Paul Rosenberg and his barrister attempted to reconstitute the itineraries of some of the works looted at Libourne (only a handful of these, as many have still not been found to this day), by revealing, in the lawsuit and in the subsequent memoranda, the information they had managed to gather. Most of the works had been acquired by Fischer, the gallerist from Lucerne, who, since 1938, had become one of the official fences for art looted by the Nazis. Hence, twenty-seven of the thirty-nine pictures reclaimed by Rosenberg had been acquired by Fischer. Fischer explained that he had obtained twenty-six of the twenty-seven works from Hofer, who was at the time the director of Hermann Göring’s collection and one of the major agents involved in the looting of works of art and their redistribution. Fischer specified that he had partly obtained these works in payment for purchases made by Hofer. In fact, these were pictures that were part of a number of exchanges of modern works—modern works Göring was only marginally interested in—for Old Master pictures. A twenty-seventh work had been bought by Fischer from Dr Hans Wendland. Hans Wendland was a German art dealer with a detestable reputation, and one of the most active dealers in plundered works. Fischer had sold five pictures to Bührle: Jockeys by Degas, a drawing titled Deux Femmes Nues by Degas, Manet’s Fleurs Dans un Vase, Port de Rouen Après la Pluie by Pissarro, and the picture Femme au Corsage Rouge by Corot. Courbet’s Femme Endormie had been sold by Fischer to Willi Raeber, who lived in Basel. Raeber had subsequently sold the picture to a certain Fritz Trüssel, a lawyer based in Bern.
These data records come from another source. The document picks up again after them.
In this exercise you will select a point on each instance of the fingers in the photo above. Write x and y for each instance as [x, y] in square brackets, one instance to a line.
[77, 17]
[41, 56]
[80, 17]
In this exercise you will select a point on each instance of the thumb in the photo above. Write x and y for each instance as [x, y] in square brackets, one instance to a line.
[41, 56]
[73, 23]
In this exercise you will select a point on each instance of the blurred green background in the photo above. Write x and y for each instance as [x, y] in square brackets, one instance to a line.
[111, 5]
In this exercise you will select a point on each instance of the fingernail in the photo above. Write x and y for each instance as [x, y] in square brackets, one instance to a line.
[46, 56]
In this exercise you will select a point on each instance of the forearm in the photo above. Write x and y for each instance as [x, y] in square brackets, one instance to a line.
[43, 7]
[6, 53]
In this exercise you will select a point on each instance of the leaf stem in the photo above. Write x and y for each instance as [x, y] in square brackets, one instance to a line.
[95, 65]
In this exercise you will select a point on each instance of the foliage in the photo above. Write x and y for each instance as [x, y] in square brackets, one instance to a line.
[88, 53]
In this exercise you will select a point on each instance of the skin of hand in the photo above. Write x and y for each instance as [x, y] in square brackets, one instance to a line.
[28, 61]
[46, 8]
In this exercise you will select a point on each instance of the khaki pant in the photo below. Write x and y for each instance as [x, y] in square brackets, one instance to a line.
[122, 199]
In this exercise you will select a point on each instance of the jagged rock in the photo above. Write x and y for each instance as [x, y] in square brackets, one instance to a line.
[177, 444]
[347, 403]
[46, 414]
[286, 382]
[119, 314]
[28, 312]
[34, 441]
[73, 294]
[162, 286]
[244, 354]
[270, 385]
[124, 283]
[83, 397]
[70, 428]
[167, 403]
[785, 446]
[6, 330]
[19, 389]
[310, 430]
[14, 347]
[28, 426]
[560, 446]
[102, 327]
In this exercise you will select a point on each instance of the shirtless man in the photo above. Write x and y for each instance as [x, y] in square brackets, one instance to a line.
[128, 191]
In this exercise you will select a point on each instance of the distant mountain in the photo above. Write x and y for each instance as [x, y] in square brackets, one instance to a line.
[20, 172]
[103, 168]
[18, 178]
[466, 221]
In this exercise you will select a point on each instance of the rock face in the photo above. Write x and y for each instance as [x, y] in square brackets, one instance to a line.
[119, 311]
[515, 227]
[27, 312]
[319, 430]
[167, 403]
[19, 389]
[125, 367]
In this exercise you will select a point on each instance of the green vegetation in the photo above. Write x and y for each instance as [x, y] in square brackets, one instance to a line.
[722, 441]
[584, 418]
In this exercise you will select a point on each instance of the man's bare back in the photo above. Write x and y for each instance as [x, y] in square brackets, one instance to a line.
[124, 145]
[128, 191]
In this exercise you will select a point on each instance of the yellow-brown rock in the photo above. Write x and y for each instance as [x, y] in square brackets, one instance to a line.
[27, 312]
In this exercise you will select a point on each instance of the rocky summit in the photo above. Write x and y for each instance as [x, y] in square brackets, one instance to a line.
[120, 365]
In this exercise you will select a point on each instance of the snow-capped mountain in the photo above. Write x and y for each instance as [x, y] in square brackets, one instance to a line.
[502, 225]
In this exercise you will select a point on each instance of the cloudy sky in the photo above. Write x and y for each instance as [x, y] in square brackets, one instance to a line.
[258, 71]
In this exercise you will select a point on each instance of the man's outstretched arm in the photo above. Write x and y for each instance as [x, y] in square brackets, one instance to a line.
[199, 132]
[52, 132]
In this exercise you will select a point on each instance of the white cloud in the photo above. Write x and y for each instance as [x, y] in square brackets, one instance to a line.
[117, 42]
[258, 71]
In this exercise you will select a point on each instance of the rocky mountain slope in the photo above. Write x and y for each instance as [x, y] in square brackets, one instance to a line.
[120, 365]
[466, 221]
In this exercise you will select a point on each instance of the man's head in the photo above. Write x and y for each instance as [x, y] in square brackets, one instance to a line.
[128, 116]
Matisse’s picture Danseuse au Tambourin had been acquired by Bührle on 18 December 1942 at the Aktuaryus Gallery in Zurich. Toni Aktuaryus said that he had obtained it from a Mr Georges Schmid, who was believed to be the agent of Max Stöcklin, a Swiss living in Paris. The same Max Stöcklin had imported to Switzerland two pictures by Matisse: La Fenêtre Ouverte and Femme Dans un Fauteuil Jaune. He had sold them to the sculptor André Martin, who had pawned La Fenêtre Ouverte to the Neupert Gallery. Another picture had had an amazing itinerary before it finally reached Switzerland. Matisse’s Femme à l’Ombrelle au Balcon had been sold at the end of April 1943 by the Galerie de l’Élysée (Jean Metthey) in Paris to a certain E.-L. Bornand, a Swiss living in Paris. Bornand sold the work to Henry-Louis Mermod, an industrialist, collector, publisher, and patron from the Vaud region who was a major figure in Lausanne’s cultural milieu. Four pictures had been purchased by Alois Miedl from Walter Andreas Hofer: Van Gogh’s Portrait de l’Artiste à l’Oreille Coupée and three paintings by Cézanne, Arlequin, Nature Morte, Bouteilles, and Le Garçon au Gilet Rouge. Miedl, another notable profiteer of the Nazi spoliations of art works, was living in Madrid in 1948.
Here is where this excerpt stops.